I thought about this a lot after reading the book, feeling closer to the idea that I could, rather than dig deep and plant roots, fill holes and run toward ever-greater nothingness. It could well be a case of feeling down, and thus inappropriately feeling sorry for myself. This will pass.

For a long time, my idea of running toward nothingness, or possibly emptiness, was to numb my mind with television. I mostly quit this vice, but there are still things I consume in this way – either as a process of multitasking or to disconnect briefly. Part of distancing myself from the unmemorable haze of visual opiates was the sense that I should reconnect with feeling, wherever that took me.
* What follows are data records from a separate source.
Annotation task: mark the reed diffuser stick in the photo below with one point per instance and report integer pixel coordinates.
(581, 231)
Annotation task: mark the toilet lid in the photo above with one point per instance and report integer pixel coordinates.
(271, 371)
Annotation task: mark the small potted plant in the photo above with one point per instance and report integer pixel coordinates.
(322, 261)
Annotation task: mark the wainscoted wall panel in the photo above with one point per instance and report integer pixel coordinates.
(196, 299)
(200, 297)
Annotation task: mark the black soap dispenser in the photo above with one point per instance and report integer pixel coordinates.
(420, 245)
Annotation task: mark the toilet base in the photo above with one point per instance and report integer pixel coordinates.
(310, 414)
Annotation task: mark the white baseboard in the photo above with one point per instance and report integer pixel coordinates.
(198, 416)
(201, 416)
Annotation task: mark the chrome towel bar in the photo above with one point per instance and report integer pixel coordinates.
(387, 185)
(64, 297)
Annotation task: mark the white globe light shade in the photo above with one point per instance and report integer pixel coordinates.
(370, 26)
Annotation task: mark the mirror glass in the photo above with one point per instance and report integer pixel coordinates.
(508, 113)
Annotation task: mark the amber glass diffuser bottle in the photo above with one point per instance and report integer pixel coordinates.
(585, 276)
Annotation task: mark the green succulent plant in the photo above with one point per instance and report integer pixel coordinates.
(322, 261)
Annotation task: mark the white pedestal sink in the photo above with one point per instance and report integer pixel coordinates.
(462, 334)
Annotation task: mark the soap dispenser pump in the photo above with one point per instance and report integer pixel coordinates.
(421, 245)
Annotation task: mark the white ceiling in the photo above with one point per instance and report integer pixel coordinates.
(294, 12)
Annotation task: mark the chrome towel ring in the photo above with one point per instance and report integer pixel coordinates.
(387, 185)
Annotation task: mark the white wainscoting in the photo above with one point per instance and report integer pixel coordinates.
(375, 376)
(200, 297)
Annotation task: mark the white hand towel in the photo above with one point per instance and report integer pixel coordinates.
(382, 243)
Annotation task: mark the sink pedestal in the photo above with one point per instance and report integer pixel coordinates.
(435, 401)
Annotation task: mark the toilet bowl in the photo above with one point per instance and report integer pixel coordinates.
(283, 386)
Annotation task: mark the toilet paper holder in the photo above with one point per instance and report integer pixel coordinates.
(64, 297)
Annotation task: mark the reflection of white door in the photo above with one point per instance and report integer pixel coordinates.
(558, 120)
Perhaps, though, this sometimes makes me feel too much. Sometimes this is not a bad thing, and oddly, the ‘messages’ delivered are entirely unexpected. A show I am currently viewing, Counterpart, is a kind of sci-fi-ish thing that, while enjoyable and entertaining, has not offered a single episode that hasn’t in one way or another dealt with the concept of love and how unconditional love should be. Many characters have been playing roles with each other, hiding significant aspects of who they really are, and living lies. The recurring theme, though, is that to truly love someone, maybe you have to (learn to) love the lie.
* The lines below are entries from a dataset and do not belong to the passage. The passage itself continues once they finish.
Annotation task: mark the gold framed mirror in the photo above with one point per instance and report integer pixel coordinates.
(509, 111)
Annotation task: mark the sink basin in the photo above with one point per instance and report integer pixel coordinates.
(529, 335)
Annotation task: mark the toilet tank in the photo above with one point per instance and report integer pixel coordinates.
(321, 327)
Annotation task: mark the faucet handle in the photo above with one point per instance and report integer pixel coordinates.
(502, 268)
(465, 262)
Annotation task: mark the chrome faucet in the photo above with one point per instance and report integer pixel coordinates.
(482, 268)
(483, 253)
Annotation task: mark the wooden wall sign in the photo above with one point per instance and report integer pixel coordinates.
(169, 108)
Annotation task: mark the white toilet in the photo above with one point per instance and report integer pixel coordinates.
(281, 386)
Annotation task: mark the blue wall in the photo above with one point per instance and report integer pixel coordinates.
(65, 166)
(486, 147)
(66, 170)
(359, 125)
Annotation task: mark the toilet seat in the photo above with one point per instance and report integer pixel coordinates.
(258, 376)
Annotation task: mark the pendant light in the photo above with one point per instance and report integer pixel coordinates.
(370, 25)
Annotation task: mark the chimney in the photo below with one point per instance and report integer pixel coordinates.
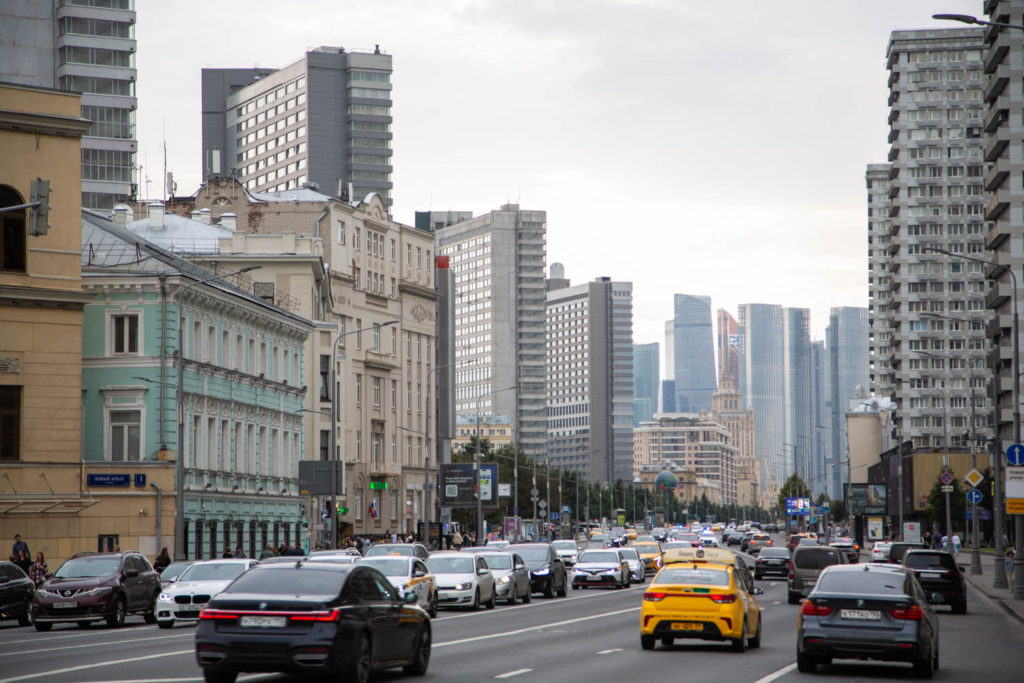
(157, 216)
(121, 215)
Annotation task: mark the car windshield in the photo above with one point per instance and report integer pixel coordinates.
(599, 556)
(451, 564)
(388, 566)
(693, 575)
(214, 571)
(290, 581)
(941, 561)
(88, 567)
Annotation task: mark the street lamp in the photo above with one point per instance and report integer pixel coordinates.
(179, 487)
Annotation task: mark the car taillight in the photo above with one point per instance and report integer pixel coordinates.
(911, 613)
(812, 609)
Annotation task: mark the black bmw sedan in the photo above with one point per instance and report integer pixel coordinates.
(322, 619)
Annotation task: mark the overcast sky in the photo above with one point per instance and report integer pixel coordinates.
(684, 145)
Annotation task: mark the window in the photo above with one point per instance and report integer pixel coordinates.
(10, 422)
(125, 442)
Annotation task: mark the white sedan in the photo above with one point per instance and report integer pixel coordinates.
(182, 600)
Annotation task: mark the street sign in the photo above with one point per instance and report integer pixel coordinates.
(974, 477)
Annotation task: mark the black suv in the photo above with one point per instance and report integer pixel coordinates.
(15, 593)
(95, 587)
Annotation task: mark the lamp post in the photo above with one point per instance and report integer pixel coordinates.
(334, 420)
(1015, 360)
(179, 488)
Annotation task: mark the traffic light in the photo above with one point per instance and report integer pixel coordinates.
(39, 216)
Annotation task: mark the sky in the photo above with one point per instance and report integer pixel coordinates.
(683, 145)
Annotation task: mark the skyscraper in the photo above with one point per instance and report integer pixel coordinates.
(88, 47)
(325, 119)
(929, 333)
(499, 260)
(590, 377)
(645, 382)
(690, 350)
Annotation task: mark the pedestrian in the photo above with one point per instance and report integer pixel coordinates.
(1009, 568)
(38, 571)
(163, 559)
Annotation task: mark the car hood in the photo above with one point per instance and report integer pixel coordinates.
(197, 587)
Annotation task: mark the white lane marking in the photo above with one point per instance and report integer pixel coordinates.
(104, 643)
(93, 665)
(543, 627)
(777, 675)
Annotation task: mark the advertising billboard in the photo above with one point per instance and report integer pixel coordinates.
(798, 506)
(866, 499)
(459, 487)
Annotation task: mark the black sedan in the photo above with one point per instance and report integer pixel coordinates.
(865, 611)
(322, 619)
(939, 575)
(15, 594)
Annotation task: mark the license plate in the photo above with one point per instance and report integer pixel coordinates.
(262, 622)
(861, 614)
(687, 626)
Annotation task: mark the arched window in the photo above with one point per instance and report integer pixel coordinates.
(12, 231)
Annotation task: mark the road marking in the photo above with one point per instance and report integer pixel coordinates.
(107, 642)
(543, 627)
(92, 665)
(777, 675)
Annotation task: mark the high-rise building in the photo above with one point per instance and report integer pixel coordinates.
(847, 342)
(690, 352)
(325, 119)
(645, 382)
(499, 261)
(590, 377)
(89, 47)
(775, 384)
(727, 345)
(929, 333)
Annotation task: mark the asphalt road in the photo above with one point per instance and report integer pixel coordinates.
(591, 636)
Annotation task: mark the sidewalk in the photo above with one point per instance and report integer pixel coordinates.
(983, 583)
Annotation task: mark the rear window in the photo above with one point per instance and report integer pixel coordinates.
(815, 559)
(689, 575)
(289, 582)
(929, 561)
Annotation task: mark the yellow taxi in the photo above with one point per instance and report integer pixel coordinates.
(702, 601)
(650, 554)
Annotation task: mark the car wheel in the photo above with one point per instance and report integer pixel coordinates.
(117, 619)
(806, 664)
(421, 658)
(739, 644)
(357, 669)
(215, 676)
(925, 668)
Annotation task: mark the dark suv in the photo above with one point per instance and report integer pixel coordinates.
(95, 587)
The person you love is someone you may not truly know at all. Maybe you love the person they wanted you to love, the person they want to be, the person you want them to be. You may know the whole truth, live with some variation on that, but (choose to) love anyway.
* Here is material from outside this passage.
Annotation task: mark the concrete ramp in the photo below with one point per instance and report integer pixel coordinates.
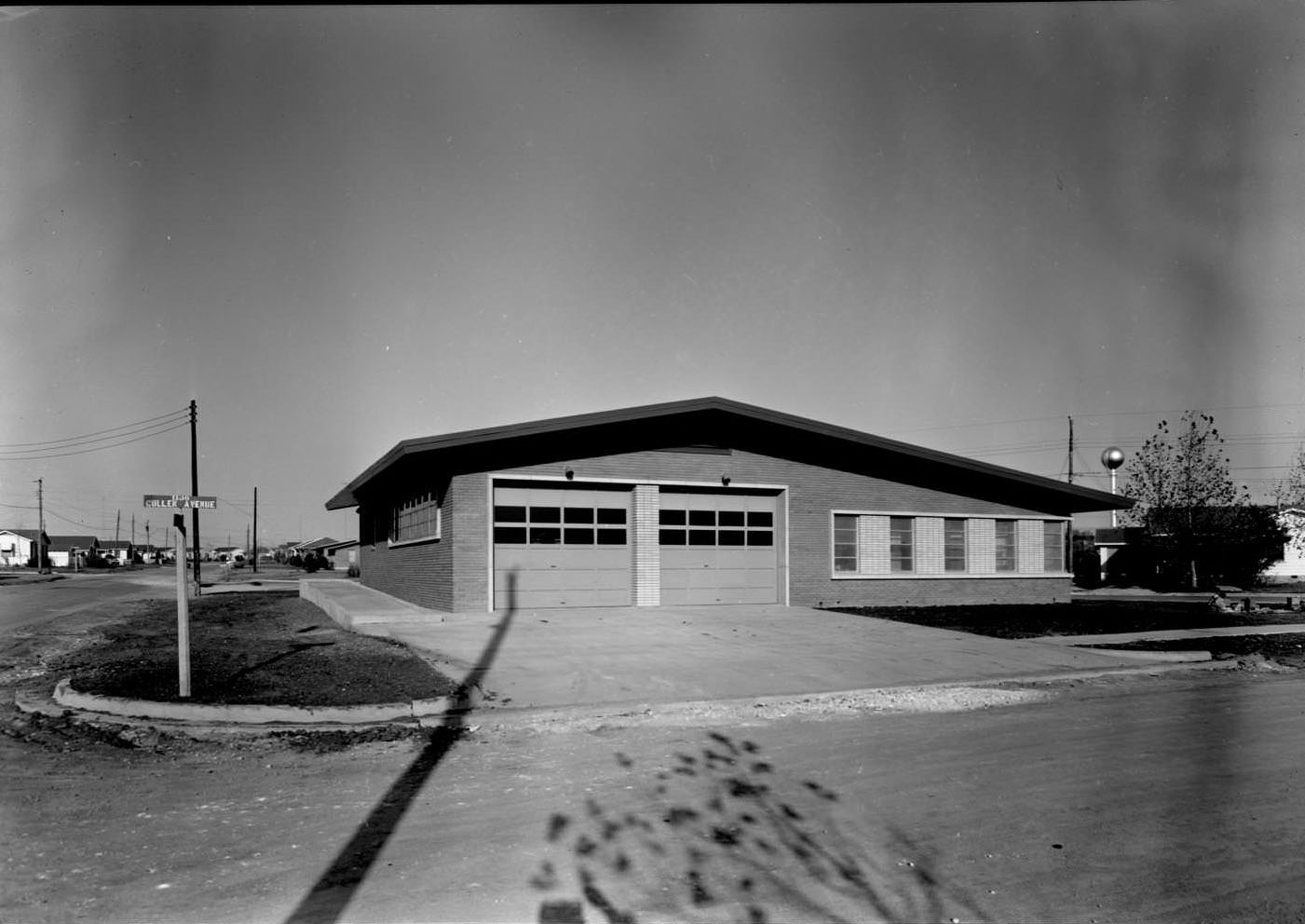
(354, 605)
“She’s human. She made mistakes. We worked through them. … I love her. I love her for everything she is and I love her for everything she isn’t. An in the end that capacity for love, the ability to love someone unselfishly is the only thing that will separate me from you.” (Counterpart)

This theme, weaving itself persuasively into the body of the show, is what makes me keep coming back for another episode. It’s thinking about this ability to love – and commit – to someone no matter what – and stick around for what happens, whatever unfolds, that brings me back to my first points. I do love unselfishly and unconditionally, but my own selfish desire to run, not to dig deeper and deeper into one place, keeps me from sticking around for what happens.